Section 1.13

Effect Size & Power

A p-value answers one narrow question: is there an effect at all? It says nothing about how big the effect is, or whether your study was even capable of finding it. Those two questions — answered by effect size and power — are what separate a meaningful result from a misleading one.

Effect size: how big, not just whether

With a huge sample, a trivially small difference can be "statistically significant." With a tiny sample, a huge difference can miss significance. Significance is tangled up with sample size — so we need a measure of the effect that isn't. That's effect size. For a difference between two means, the standard one is Cohen's d: the gap between the means measured in standard deviations.

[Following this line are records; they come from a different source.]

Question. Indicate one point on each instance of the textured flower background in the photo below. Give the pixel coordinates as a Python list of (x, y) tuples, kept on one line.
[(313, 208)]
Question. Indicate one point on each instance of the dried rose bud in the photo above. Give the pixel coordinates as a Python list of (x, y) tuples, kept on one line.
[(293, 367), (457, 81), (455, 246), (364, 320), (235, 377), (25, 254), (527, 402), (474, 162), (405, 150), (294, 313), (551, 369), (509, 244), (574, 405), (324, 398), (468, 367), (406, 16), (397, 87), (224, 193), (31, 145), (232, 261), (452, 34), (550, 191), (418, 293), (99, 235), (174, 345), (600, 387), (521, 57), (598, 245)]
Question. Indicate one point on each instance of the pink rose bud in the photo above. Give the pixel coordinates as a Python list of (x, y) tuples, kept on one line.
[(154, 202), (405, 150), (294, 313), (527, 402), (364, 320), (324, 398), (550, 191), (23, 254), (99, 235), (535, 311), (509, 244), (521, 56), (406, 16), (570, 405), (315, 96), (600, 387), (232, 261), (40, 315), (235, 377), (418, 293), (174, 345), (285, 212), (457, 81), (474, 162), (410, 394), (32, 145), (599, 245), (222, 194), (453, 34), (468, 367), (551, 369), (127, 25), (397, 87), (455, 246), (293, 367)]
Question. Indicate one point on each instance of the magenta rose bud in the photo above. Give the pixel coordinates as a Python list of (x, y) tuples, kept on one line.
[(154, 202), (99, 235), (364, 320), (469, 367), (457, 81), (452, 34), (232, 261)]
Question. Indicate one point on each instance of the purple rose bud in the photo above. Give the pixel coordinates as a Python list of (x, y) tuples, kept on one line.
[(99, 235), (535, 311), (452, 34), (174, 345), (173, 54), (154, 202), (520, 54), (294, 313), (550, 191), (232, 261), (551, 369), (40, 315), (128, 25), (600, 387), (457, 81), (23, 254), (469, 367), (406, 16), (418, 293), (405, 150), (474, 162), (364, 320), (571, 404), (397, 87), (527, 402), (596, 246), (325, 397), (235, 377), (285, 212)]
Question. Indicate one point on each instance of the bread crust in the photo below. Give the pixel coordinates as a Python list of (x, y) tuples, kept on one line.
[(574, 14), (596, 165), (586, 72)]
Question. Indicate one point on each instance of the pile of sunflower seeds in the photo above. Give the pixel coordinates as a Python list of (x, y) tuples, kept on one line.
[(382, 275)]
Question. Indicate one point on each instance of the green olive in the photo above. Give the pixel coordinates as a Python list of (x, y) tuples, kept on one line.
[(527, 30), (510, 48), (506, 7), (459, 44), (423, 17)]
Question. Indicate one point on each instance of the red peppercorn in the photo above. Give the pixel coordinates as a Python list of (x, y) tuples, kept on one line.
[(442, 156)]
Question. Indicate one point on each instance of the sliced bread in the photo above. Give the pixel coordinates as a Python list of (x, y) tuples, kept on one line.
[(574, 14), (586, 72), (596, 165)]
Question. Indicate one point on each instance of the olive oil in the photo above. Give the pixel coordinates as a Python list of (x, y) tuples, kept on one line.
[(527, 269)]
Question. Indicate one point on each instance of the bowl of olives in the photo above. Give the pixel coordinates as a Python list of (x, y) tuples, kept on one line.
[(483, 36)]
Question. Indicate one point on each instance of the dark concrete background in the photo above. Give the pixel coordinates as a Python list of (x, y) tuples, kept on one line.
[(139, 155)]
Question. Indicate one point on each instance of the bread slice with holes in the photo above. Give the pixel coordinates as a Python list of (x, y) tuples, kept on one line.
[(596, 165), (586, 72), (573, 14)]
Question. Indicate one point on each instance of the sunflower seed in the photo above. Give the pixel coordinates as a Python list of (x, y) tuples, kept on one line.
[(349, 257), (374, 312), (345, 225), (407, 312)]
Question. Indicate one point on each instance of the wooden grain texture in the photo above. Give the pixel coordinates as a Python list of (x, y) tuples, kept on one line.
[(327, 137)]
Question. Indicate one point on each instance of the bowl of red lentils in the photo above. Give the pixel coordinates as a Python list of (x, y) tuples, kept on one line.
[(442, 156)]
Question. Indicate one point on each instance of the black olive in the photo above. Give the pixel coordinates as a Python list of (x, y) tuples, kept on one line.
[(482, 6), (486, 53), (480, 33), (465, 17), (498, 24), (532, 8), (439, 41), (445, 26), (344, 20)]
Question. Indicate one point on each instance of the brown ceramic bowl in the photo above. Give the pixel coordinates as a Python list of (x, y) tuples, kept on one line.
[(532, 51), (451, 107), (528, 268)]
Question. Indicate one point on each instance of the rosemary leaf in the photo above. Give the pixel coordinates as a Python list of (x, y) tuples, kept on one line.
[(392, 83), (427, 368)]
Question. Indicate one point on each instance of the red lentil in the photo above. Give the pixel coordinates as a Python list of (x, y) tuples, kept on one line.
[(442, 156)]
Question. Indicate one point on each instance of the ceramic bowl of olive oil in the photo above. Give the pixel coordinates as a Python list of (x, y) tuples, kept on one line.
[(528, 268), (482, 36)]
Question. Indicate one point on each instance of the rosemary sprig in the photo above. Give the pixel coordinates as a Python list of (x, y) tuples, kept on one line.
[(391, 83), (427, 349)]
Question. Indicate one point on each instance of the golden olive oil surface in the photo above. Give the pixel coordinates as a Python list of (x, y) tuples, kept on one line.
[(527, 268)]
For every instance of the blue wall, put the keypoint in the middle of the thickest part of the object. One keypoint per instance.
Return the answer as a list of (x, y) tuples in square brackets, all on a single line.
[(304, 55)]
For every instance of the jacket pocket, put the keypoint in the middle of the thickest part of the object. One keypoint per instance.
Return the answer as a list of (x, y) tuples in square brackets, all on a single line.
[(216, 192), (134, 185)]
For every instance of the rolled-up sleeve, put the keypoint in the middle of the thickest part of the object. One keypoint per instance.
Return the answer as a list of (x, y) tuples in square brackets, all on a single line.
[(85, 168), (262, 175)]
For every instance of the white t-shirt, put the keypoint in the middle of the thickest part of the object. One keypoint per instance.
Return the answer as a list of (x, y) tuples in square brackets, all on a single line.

d = (mean₁ − mean₂) / standard deviation

Rough conventions: d ≈ 0.2 is small, 0.5 medium, 0.8 large. It's the same currency as a z-score — a standardized distance — so it's comparable across studies and scales.

🎮 Effect Size & Power Explorer

Two groups, one real difference. The curves show the effect size (their overlap); the readout shows your power — the chance a study with this n actually detects the effect at α = .05.

Effect size (Cohen's d) 0.50

Sample size per group n = 30

Cohen's d0.50

Effect labelmedium

Power—

Type II error (miss)—

Power: could you even detect it?

Power is the probability that your study correctly rejects the null when a real effect exists — your chance of not missing it. The convention is to aim for at least 80%. Play with the sliders and three levers emerge:

Bigger effect → more power. Slide d up: the curves pull apart, overlap shrinks, and a real difference becomes easy to catch. Tiny effects are genuinely hard to detect and need lots of data.

Bigger sample → more power. Slide n up and power climbs even with d fixed. More data sharpens the estimate, so smaller effects become detectable.

Why underpowered studies are dangerous

If power is only 40%, you'll miss a real effect more often than you find it — and a "non-significant" result tells you almost nothing. Worse, the few significant results that do squeak through tend to overestimate the effect. This is why researchers run a power analysis before collecting data: pick the effect size you care about, the power you want (say 80%), and solve for the sample size you need.

Why it matters: reporting an effect size alongside the p-value, and planning for adequate power, is the difference between research that replicates and research that doesn't. Significance is the start of the story, never the whole of it.